Investigation of the molecular structure of CHBP, biological activities and SARS-CoV-2 protein binding interaction by molecular and biomolecular spectroscopy approaches

Abstract

The objective of this investigation is to learn more about the structural, electrical, spectroscopic, and physiochemical characteristics of biologically active cyano-4′-hydroxybiphenyl (CHBP). The title molecule’s optimized conformational analysis was computed using the DFT/B3LYP/6–311++G (d, p) level of theory. The observed wavenumbers were compared with theoretical FT-IR and FT-Raman spectra. 1H and 13C NMR experimental spectra in CDCl3 solution (solvent phase) were recorded and the chemical shift was calculated. NBO analysis was used to examine the transfer of charge as well as the intermolecular and intramolecular bonding of orbitals. The TD-DFT (time-dependent DFT) approach was used to estimate theoretical values for both the gas and solvent (ethanol) in the corresponding transitional research, which was conducted using UV–Vis’s spectra.
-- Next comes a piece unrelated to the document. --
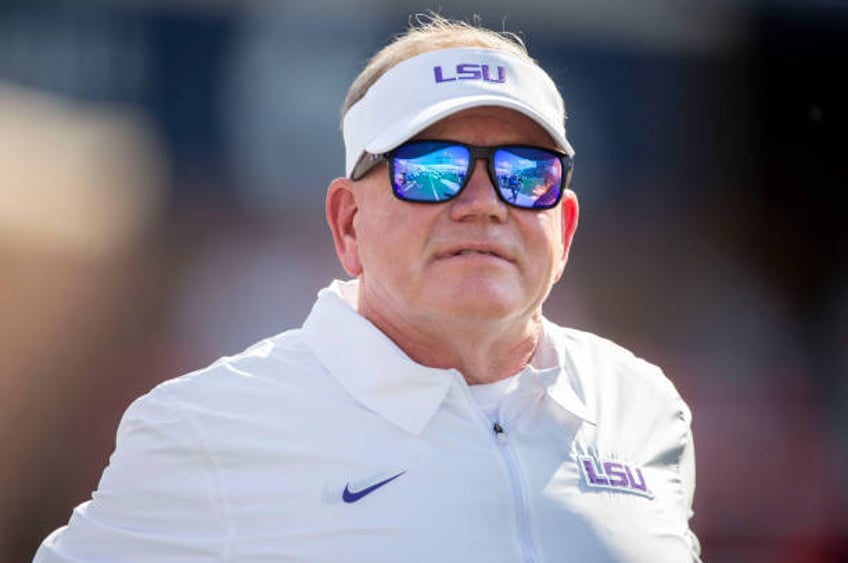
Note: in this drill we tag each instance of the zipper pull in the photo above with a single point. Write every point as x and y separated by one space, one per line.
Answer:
499 433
Energy gap (Eg = 0.26764 eV) implies that the strong potential for charge transfer, and the stability of the CHBP compound. CHBP compound’s has bioactive nature, its drug-likeness and biological properties were evaluated. The predicted topological polar surface area of 44.02 \\AA2 for the molecule falls within the permissible range of < 140 \\AA2. Based on the docking results, the most stable docking score value is −6.84 kcal/mol. In that interaction, MET 165 affects both phenyl rings in a pi-sulphur fashion and a single bond hydrogen with protein moieties GLN 192. This suggests that the pi-alkyl in PRO 168 is a hydroxyl substitutional ring. Our findings demonstrate the CHBP compound is a good inhibitor against the SAR COVID-19 viral protein.